Raising a Glass to Dead Taffy Flavoured Water

gents

You have to admire the jaunty way the idea of drowning a north Wales village was first broached by the London establishment.

This is a newspaper report from 1887 – that’s 80 years before the fight to stop Liverpool City Council from flooding the Tryweryn valley was finally lost.

It’s from a time when the brave boys of the British Empire were busy slaughtering thousands of naughty Zulus. Back home, meanwhile, the ‘nation’ was being cajoled into celebrating Queen Victoria’s Golden Jubilee.

The newspaper is the Pall Mall; the Daily Mail of its day. It described itself as this:

“We address ourselves to the higher circles of society. The Pall Mall Gazette is written by gentlemen for gentlemen; its conductors speak to the classes in which they live and were born. The field-preacher has his journal, the radical free-thinker has his journal: why should the Gentlemen of England be unrepresented in the press?”
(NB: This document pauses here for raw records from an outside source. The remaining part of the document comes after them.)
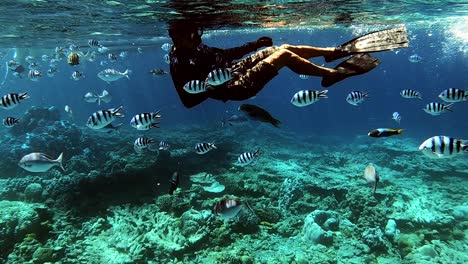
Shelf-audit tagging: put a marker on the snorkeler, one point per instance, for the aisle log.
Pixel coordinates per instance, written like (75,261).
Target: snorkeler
(190,59)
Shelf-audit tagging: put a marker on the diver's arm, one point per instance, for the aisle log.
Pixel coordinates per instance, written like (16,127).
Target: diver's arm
(239,52)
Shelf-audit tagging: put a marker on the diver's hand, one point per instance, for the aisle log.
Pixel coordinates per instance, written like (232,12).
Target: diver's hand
(264,42)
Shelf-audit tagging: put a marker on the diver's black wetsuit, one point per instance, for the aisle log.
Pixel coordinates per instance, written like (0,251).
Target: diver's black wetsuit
(195,65)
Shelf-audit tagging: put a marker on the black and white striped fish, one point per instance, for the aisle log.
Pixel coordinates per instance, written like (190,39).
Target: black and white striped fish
(219,76)
(142,143)
(163,145)
(397,117)
(195,86)
(34,75)
(103,118)
(10,121)
(357,97)
(410,94)
(440,147)
(202,148)
(435,108)
(453,95)
(94,43)
(12,100)
(247,158)
(307,97)
(145,121)
(76,75)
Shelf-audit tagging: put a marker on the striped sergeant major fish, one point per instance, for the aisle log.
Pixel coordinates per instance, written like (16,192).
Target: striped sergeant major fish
(453,95)
(34,75)
(247,158)
(218,76)
(397,117)
(307,97)
(410,94)
(142,143)
(357,97)
(76,75)
(203,148)
(163,145)
(195,86)
(145,121)
(10,121)
(102,118)
(439,147)
(435,108)
(12,100)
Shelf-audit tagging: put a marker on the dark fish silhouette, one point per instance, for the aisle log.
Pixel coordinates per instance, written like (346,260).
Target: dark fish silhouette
(260,114)
(174,182)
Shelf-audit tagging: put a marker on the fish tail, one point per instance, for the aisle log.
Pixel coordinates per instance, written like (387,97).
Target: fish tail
(275,122)
(24,95)
(323,94)
(116,112)
(448,107)
(59,161)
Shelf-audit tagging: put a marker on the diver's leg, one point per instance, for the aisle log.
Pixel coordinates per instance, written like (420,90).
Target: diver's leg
(308,52)
(298,64)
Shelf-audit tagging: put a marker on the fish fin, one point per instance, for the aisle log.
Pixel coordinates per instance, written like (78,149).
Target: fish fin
(116,112)
(275,122)
(127,73)
(448,107)
(59,161)
(356,65)
(381,40)
(323,94)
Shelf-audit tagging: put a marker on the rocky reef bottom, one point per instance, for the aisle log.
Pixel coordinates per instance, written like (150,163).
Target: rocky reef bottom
(309,201)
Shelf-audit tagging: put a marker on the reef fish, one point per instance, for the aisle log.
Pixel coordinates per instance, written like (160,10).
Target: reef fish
(40,162)
(454,95)
(439,147)
(111,75)
(371,176)
(247,158)
(384,132)
(259,114)
(357,97)
(435,108)
(174,183)
(227,208)
(12,100)
(218,76)
(202,148)
(102,118)
(307,97)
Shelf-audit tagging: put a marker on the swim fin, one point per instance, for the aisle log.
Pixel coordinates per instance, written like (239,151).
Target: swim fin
(381,40)
(356,65)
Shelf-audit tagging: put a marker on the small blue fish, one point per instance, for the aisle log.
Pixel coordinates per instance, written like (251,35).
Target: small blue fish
(415,58)
(396,117)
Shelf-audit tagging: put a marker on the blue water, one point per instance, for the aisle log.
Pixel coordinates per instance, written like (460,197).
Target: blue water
(442,67)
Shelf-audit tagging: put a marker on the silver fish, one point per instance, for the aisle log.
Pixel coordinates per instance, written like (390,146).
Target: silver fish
(218,76)
(202,148)
(357,97)
(307,97)
(111,75)
(454,95)
(103,118)
(12,100)
(40,162)
(435,108)
(439,147)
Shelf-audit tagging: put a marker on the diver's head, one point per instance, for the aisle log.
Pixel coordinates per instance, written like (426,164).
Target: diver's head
(185,35)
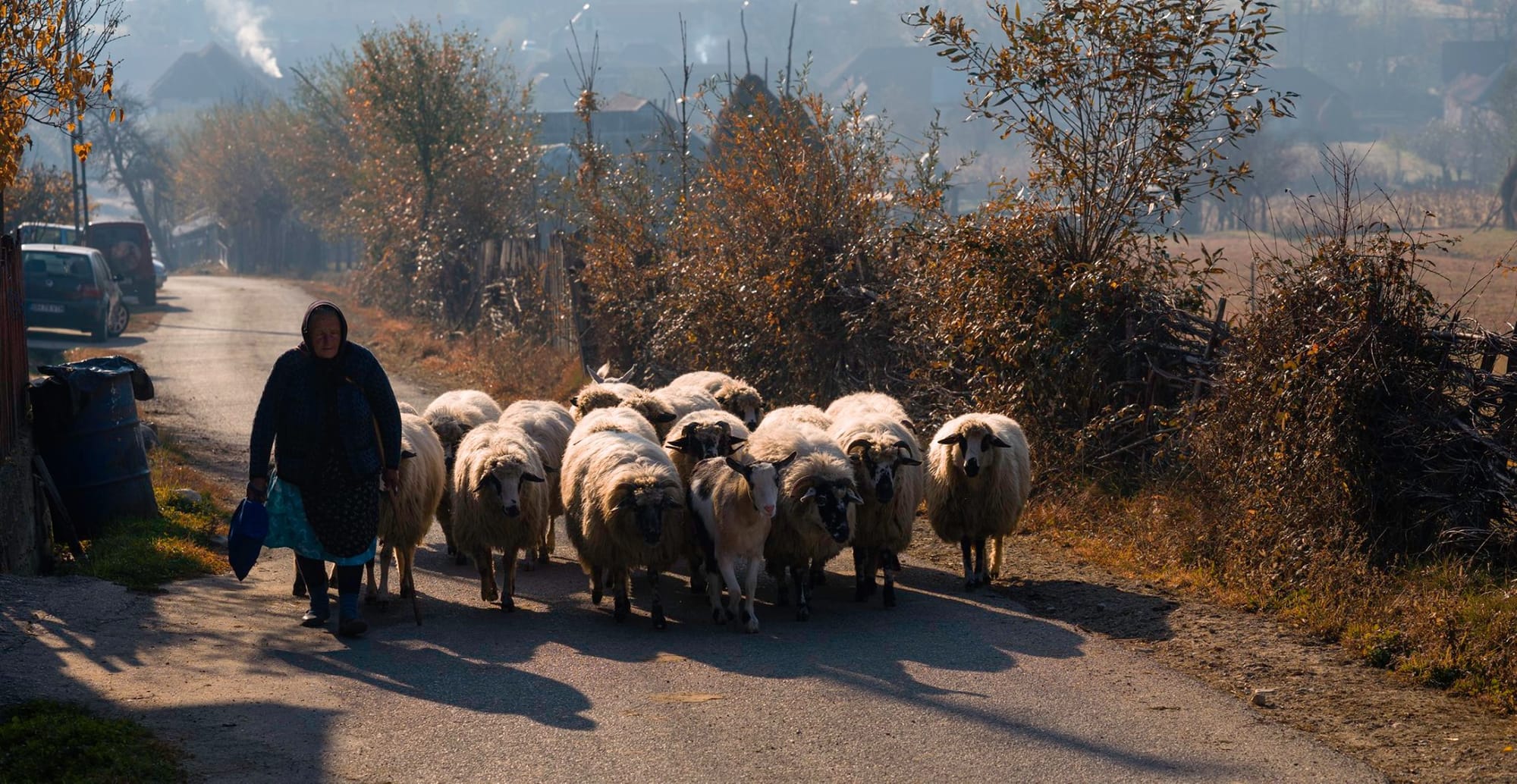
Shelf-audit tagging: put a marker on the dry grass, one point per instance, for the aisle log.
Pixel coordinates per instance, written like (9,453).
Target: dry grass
(1474,275)
(1439,622)
(503,366)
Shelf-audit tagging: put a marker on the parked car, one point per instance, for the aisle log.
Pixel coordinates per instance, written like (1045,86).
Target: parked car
(58,234)
(130,252)
(72,287)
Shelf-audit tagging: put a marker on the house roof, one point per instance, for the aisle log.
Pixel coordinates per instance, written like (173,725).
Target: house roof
(210,75)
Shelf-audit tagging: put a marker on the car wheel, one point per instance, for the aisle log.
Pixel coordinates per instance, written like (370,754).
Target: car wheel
(121,318)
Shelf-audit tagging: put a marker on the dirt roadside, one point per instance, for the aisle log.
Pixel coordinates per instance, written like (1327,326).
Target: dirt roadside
(1407,732)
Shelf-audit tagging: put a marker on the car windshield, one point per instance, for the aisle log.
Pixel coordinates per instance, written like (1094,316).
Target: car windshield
(49,265)
(58,236)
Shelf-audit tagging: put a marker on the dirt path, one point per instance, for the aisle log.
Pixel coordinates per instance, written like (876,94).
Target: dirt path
(1066,677)
(1409,733)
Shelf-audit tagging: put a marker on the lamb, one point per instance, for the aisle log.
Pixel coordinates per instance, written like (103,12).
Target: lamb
(733,506)
(453,415)
(623,501)
(550,425)
(683,401)
(887,463)
(979,477)
(501,503)
(407,515)
(700,436)
(614,421)
(872,404)
(735,397)
(806,415)
(814,521)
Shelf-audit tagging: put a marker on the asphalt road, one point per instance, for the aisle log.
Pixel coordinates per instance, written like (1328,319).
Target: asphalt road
(944,688)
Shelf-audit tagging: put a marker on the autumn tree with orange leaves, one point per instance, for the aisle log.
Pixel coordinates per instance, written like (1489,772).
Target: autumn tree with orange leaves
(46,81)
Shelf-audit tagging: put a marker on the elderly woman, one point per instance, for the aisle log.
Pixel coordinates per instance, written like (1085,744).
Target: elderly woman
(330,416)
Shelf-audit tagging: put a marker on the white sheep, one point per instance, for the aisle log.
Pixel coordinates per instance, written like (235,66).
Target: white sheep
(453,415)
(597,397)
(500,504)
(979,475)
(623,509)
(407,513)
(735,397)
(612,421)
(888,468)
(814,519)
(805,415)
(700,436)
(872,404)
(683,401)
(550,425)
(733,507)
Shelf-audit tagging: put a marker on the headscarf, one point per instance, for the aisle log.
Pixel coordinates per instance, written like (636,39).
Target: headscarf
(306,325)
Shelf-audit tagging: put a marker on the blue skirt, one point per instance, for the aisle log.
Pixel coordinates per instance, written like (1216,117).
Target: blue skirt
(289,528)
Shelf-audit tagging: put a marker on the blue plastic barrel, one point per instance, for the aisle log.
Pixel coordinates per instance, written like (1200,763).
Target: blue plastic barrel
(86,425)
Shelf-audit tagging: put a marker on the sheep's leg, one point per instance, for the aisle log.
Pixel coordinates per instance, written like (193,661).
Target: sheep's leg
(803,591)
(970,577)
(735,591)
(699,572)
(486,565)
(861,594)
(750,588)
(597,585)
(623,606)
(298,589)
(979,563)
(714,589)
(782,586)
(818,575)
(658,607)
(509,580)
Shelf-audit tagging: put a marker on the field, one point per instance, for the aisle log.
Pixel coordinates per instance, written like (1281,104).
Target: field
(1472,274)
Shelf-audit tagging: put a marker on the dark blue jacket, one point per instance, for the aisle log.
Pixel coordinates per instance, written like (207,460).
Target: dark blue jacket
(292,418)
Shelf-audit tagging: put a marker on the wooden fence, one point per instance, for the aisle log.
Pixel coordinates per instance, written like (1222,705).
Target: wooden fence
(13,345)
(527,289)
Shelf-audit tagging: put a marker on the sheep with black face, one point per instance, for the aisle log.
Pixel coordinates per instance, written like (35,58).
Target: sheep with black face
(623,509)
(979,477)
(500,504)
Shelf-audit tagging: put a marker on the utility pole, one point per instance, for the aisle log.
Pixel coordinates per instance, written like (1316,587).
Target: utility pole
(77,137)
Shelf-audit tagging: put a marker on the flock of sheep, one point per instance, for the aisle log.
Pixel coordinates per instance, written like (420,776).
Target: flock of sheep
(699,472)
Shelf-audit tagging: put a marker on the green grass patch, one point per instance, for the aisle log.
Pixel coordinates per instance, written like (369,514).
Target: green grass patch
(180,544)
(46,741)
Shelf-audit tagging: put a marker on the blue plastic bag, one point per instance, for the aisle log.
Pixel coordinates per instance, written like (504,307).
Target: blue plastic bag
(247,536)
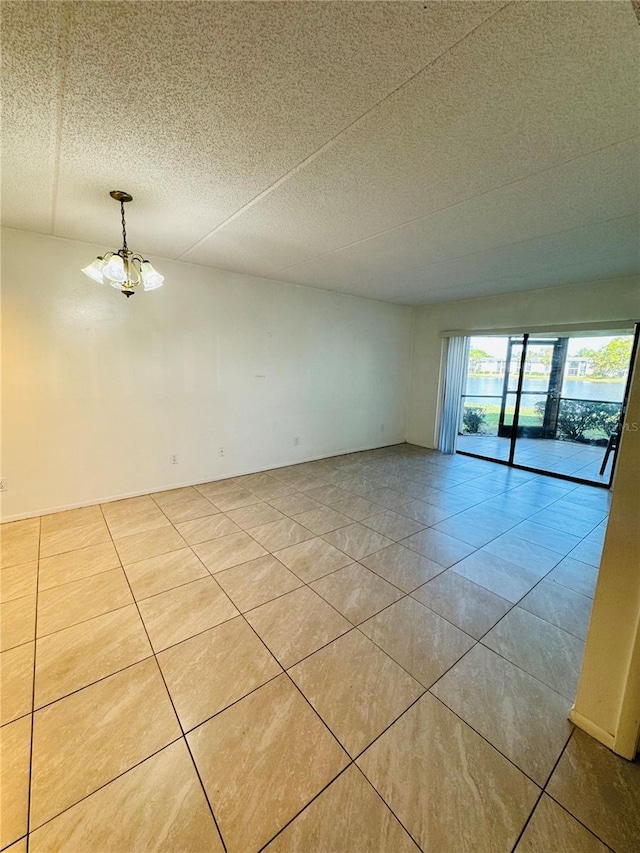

Quite right. And if the gentlemen of England wanted fresh water for their cities – well, there was plenty of the stuff freely available in that strange place called Wales. The fact that there were also some Taffy lurking around in the villages to be destroyed was just an amusing detail.

But what was the worst that could happen? I mean, it’s not like drowning a diddy Welsh village could become a major political and cultural battleground; laying bare the English establishment’s colonial attitudes and triggering a major surge in Welsh nationalism or anything.